ISIS continues to assess that the manner in which environmental samples were taken at Parchin raises troubling precedents for both the IAEA’s investigation into Iran’s past work on nuclear weapons and the verifiability of the long term nuclear deal. This is due in large part to the sanitization efforts that ISIS, the IAEA, and U.S. and other governments have observed Iran conducting at the Parchin site since the IAEA’s first request for access in February 2012 (see Figure 13). ISIS remains concerned that non-physically present IAEA inspectors would not have been able to adequately determine where Iran may have carried out concealment or renovation activities at Parchin and adequately direct sample taking in those areas. The physical presence of trained, experienced inspectors, with the ability to investigate the building or site up-close, is critical to detecting the best places to sample, particularly in the case of a country that has a history of violating its safeguards obligations.

Olli Heinonen, a former deputy director general of the IAEA, warned in August that the arrangement between the nuclear watchdog and Iran regarding sample taking at Parchin deviated “significantly from well-established and proven safeguards practices.” In a recent report (.pdf) prepared for the Foundation for Defense of Democracies, Heinonen reiterated, “The IAEA-Iran agreement regarding Parchin has deviated significantly from well-established safeguards practices, which involve the full physical presence of inspectors on location, the integrity of the samples they take themselves, and the ability of the IAEA to draw definitive conclusions with the requisite level of assurances.”

Iran is suspected of having tested detonators for nuclear bombs at Parchin. Understanding the extent of Iran’s research at the site and addressing its possible military dimensions (PMD) is essential to establishing the full scope of Tehran’s nuclear program and verifying its compliance with the nuclear deal.

“PMD-related transparency is seen as not just another issue – say, one that Iran could refuse to trade away by making concessions in other areas – but as a prerequisite to verifying Iranian compliance across all issues,” wrote Omri Ceren, The Israel Project’s managing director for press and strategy, while explaining the necessity of verifying the extent of Iran’s past nuclear work. The Israel Project publishes The Tower.

The IAEA report also revealed that Iran has increased its stockpile of low-enriched uranium. According to Reuters, “Iran’s stockpile of low-enriched uranium had increased by 460.2 kg in the past three months to 8,305.6 kg, the report said. Under the deal with major powers, that stockpile must be slashed to no more than 300 kg.” An unnamed diplomat claimed that this was “a normal fluctuation.”

In an op-ed written for The Tower in September, non-proliferation expert Emily Landau explained that the international community’s ability to ensure Iran’s compliance with the nuclear agreement will be significantly constrained, partially due to flaws in its verification regime.

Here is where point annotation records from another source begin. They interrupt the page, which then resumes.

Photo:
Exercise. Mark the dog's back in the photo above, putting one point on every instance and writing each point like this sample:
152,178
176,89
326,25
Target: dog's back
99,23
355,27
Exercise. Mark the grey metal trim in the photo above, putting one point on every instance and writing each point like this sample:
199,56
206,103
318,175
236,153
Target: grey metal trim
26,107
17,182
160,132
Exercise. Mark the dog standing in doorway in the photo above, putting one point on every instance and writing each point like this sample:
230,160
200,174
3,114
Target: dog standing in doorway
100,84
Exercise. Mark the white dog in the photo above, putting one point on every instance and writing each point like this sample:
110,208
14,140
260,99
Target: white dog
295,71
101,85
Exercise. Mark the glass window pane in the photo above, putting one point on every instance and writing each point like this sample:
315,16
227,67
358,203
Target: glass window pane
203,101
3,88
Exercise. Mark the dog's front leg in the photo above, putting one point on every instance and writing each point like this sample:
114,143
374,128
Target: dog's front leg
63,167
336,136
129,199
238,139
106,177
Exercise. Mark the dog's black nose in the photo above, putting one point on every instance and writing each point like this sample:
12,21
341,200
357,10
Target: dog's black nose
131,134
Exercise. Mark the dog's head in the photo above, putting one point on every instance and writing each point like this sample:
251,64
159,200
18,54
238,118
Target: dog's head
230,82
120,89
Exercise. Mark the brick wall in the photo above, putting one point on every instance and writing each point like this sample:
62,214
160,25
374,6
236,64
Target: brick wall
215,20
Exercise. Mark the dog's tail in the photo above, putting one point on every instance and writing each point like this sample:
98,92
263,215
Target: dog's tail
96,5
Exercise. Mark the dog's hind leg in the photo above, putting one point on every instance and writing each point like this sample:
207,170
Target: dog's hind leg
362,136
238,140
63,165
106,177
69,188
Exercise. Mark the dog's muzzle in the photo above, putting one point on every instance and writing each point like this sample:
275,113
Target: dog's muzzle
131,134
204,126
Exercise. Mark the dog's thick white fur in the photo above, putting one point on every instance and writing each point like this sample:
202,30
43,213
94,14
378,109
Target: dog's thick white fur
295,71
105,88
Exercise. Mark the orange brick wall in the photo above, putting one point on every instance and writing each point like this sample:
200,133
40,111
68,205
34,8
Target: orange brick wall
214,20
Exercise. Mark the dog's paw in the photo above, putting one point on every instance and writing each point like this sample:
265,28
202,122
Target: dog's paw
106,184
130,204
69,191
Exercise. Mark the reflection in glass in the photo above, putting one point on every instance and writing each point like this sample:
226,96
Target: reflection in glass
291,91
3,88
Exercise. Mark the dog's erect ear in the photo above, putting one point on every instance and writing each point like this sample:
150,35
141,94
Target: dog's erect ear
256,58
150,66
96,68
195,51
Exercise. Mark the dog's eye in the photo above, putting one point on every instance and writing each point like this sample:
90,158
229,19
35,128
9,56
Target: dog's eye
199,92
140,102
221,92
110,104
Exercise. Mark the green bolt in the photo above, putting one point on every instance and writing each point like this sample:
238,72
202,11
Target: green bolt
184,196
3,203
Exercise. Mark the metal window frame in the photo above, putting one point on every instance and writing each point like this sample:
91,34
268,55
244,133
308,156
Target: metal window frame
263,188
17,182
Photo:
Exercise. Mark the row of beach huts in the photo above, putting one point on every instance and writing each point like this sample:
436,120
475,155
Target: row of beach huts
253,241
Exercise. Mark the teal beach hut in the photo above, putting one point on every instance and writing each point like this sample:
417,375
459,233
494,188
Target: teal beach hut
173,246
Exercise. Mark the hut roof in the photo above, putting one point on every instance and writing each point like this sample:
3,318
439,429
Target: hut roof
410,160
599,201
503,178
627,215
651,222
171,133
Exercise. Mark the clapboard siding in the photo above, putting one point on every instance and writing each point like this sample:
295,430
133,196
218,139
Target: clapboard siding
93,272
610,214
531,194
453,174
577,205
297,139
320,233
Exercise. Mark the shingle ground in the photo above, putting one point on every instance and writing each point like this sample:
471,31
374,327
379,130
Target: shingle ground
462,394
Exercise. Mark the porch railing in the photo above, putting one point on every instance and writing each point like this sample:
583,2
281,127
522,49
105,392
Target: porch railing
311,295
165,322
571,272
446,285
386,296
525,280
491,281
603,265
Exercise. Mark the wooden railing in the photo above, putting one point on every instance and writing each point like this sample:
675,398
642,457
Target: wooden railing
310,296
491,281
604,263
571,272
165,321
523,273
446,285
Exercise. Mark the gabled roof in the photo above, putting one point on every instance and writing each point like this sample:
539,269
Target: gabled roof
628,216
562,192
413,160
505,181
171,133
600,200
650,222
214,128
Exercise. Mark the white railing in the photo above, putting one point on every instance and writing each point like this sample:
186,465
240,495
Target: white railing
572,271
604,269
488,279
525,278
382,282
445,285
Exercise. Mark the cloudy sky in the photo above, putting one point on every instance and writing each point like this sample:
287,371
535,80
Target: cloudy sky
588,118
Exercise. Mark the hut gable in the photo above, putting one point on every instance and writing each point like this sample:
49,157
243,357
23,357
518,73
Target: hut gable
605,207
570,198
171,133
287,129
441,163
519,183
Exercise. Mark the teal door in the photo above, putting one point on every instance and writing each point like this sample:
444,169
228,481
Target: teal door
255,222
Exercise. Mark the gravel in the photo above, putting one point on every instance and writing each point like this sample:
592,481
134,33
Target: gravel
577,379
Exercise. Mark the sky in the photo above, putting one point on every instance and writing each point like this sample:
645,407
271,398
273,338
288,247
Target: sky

A reasonable assessment of the deal must also incorporate insights into how Iran has been “playing the game” with international negotiators for over a decade, including the experience it gained in exploiting ambiguities and loopholes in the Nuclear Nonproliferation Treaty (NPT) and abusing previous commitments that it made with the international community. An understanding of this history should have raised many red flags with regard to problematic aspects of the deal.

Any attempt to assess the long-term viability of the deal must be carried out with an eye to the political realities that will very likely constrain both the ability and the will of the P5+1 nations to act effectively and in a timely manner to ensure that Iran upholds its end of the deal. Statements issued by the U.S. administration, promising that any violation will be detected and taken care of “in time,” cannot simply be accepted at face value. This is anything but a foregone conclusion, due to problems with the verification regime itself—especially regarding the ability to effectively inspect suspicious military facilities—but also because of the lack of a clear path for confronting Iranian violations, coupled with an Iranian threat (embedded in the deal itself) to leave the deal in part or in whole if sanctions are reimposed.